Will the new government funding scheme lend cash-strapped SMES a hand?

Last week, Vince Cable, the business secretary, unveiled yet another plan to try and boost bank lending to SMEs. It comes at a time when Britain’s small businesses are increasingly looking to alternative forms of finance, having grown frustrated at being knocked back by Blighty’s age-old financial institutions.

This latest scheme will see the British Business Bank – launched by the coalition government last year – share the risk of some of the loans made by banks to small businesses. Cable claimed it would particularly help ‘challenger’ banks lend to smaller companies, enhancing the growth prospects for banks and SMEs alike.

But is this really what’s needed to ease small businesses’ lending woes or will it fall flat like previous schemes? Here’s what those at the coalface think of the proposals.

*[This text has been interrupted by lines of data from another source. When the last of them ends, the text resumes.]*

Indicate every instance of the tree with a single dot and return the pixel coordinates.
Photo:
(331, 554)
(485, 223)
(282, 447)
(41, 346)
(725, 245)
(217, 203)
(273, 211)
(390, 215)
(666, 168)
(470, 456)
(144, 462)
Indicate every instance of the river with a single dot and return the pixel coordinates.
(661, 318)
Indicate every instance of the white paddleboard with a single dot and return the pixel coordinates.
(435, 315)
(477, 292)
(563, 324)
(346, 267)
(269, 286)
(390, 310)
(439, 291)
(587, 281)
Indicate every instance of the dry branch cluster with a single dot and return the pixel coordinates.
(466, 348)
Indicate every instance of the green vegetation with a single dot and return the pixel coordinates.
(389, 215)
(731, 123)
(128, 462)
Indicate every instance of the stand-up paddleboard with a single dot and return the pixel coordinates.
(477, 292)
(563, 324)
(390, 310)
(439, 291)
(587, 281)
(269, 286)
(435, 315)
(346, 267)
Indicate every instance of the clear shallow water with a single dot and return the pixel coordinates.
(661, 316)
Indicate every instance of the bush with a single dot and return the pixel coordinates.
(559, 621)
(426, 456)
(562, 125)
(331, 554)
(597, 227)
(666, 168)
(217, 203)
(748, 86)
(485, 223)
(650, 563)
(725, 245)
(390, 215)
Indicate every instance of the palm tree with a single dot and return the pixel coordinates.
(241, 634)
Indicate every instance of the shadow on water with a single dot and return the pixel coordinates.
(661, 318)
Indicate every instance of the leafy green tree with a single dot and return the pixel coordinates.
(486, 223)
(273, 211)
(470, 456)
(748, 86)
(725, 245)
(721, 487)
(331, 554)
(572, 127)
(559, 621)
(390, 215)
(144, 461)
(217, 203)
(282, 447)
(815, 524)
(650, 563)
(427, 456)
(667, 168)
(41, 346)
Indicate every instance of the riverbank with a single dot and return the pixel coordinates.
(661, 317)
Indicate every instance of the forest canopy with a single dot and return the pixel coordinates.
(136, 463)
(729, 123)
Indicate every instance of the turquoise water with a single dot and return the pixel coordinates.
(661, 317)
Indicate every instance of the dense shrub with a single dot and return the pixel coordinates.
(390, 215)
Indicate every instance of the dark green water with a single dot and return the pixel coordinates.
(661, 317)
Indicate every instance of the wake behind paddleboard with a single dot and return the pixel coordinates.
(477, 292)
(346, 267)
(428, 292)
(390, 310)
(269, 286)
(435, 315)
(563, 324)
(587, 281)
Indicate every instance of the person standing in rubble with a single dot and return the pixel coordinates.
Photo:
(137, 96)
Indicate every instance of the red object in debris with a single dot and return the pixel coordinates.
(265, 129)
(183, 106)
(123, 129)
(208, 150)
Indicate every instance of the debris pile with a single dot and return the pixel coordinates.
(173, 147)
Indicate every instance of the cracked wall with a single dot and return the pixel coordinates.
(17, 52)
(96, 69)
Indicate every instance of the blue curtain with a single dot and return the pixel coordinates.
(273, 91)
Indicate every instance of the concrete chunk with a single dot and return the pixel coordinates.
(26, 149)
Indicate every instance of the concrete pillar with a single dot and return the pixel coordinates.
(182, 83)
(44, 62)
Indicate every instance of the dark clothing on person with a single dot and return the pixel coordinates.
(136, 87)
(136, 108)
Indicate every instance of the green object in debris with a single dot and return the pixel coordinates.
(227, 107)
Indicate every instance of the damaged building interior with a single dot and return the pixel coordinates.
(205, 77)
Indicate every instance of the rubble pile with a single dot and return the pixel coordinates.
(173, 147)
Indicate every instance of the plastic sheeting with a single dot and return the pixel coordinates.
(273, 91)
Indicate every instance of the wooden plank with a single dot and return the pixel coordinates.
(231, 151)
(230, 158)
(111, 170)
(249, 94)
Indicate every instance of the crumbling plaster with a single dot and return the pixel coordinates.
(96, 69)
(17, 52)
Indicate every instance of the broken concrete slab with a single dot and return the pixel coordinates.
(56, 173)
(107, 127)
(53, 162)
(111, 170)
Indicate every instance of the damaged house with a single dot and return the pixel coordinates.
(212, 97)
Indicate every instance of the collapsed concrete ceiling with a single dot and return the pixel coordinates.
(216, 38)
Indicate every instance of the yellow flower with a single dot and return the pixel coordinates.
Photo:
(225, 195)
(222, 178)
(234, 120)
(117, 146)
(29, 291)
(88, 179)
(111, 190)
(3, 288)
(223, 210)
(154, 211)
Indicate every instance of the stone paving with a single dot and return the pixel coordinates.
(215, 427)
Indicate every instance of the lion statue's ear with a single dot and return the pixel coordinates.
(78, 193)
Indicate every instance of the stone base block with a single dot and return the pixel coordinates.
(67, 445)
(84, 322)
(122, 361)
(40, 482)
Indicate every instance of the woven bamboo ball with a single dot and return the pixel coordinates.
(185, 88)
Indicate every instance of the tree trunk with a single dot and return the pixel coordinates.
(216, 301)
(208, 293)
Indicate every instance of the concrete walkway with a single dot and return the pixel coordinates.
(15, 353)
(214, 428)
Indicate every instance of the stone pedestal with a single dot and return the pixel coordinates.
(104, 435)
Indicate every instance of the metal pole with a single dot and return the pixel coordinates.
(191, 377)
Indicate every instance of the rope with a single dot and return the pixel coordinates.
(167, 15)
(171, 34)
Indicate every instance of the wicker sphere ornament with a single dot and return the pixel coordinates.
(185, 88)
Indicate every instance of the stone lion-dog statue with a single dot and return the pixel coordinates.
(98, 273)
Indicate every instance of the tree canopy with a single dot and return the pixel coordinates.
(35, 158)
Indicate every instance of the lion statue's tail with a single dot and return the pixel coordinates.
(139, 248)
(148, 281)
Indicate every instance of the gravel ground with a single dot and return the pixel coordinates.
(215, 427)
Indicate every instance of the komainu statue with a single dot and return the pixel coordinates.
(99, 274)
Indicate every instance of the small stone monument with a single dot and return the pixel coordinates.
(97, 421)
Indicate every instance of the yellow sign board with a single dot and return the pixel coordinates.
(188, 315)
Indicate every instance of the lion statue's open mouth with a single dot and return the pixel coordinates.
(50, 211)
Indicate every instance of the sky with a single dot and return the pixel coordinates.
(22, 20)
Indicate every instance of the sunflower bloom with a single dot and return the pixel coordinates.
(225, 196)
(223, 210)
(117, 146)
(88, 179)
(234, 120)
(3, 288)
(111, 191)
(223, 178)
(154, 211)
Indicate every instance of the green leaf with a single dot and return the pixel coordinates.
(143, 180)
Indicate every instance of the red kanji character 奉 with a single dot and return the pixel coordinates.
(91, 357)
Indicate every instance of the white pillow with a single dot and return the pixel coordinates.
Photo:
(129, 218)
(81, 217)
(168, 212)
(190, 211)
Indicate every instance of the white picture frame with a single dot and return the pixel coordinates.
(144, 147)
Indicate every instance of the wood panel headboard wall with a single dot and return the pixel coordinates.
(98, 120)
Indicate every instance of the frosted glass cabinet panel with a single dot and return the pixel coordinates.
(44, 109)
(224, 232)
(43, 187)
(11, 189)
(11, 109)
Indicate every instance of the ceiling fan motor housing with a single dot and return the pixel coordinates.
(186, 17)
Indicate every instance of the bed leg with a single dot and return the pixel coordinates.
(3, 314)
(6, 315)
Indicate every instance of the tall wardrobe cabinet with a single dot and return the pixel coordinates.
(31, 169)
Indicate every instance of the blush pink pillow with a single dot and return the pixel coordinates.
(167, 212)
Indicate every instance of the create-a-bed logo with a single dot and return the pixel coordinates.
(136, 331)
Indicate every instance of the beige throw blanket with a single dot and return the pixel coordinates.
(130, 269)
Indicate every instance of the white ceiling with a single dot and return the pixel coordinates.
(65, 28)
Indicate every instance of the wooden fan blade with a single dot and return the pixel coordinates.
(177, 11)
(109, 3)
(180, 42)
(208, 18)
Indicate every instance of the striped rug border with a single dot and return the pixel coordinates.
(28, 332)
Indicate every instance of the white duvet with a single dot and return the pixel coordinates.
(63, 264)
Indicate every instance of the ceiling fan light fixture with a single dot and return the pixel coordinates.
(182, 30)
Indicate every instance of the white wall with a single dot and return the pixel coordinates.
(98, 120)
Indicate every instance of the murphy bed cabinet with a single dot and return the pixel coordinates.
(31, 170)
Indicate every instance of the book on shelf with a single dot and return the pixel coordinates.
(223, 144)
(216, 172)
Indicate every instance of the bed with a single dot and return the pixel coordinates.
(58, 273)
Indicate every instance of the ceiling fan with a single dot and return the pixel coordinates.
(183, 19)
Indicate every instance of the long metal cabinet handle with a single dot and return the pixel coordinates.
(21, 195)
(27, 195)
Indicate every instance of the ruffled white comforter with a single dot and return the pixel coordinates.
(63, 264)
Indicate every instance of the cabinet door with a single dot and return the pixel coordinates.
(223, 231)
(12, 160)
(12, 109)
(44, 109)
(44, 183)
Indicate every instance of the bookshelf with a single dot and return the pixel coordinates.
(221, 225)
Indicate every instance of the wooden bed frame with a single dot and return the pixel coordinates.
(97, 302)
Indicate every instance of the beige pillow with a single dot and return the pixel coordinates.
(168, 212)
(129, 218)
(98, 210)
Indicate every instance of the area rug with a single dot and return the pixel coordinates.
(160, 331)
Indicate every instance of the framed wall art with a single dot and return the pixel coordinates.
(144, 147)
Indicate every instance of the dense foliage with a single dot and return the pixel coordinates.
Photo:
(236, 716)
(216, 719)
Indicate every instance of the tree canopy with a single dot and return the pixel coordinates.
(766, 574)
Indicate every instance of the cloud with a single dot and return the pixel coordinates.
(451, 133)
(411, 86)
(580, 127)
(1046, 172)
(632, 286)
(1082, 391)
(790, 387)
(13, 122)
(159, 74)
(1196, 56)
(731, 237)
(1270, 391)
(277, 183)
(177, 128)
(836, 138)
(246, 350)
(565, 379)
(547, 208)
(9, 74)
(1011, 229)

“Banks must be more flexible”Richard Prime, co-founder and CEO, Sonovate

It’s good to see the government adopting alternative measures to encourage banks to lend more and crucially become less risk averse. This is especially important after the failure of the Funding for Lending Scheme – let’s face it, the concept of matched funding was never going to work when there are no funds to match in the first place. 

But whether the new scheme under the British Business Bank will result in more lending or not, the issue remains that if UK banks continue to sell their outdated and inflexible products to SMEs on the assumption that it is simple and it works, we are still in a position where the growth of UK SMEs will be stifled. The banks don’t understand the unique requirements of small businesses; they don’t offer enough flexibility to accommodate for their fast-growing nature and the information is just not available to help small businesses understand what they are actually getting into. 

It’s not that the banks are misleading, but their off-the-shelf products that might look good on paper are not always the most sensible option for the small business in question. Until this changes, schemes like the British Business Bank will continue to be redundant.


“A very welcome initiative”, Julia Elliott Brown, co-founder and CEO, Upper Street

I’m very supportive of any initiative from the British Business Bank designed to work alongside other providers to open up more routes to finance for small businesses in the UK. Upper Street is already a grateful benefactor of another British Business Bank programme, the Aspire Fund. The £12.5m Aspire Fund provides support to women-led businesses by making equity investments of between £100k to £1m alongside private investors. This initiative was great for small businesses like us. Not only did they come into our venture as a co-investor providing us with £250,000 investment in February this year, but their network of connections also allowed us to meet other investors who fit in well with our business. 

The funding from Aspire has enabled us to build up the Upper Street team, redesign the website onto a brand new technological platform, relaunch our product range, open a shoe lounge in London and acquire a US competitor. The Aspire Fund is just one of the things the British Business Bank does and from our experience, it demonstrated a long-term commitment and interest in the future of our business. 

The fact remains that the ways in which businesses can get financed is shifting radically and the British Business Bank’s intention to foster more financing options for start ups is something I welcome.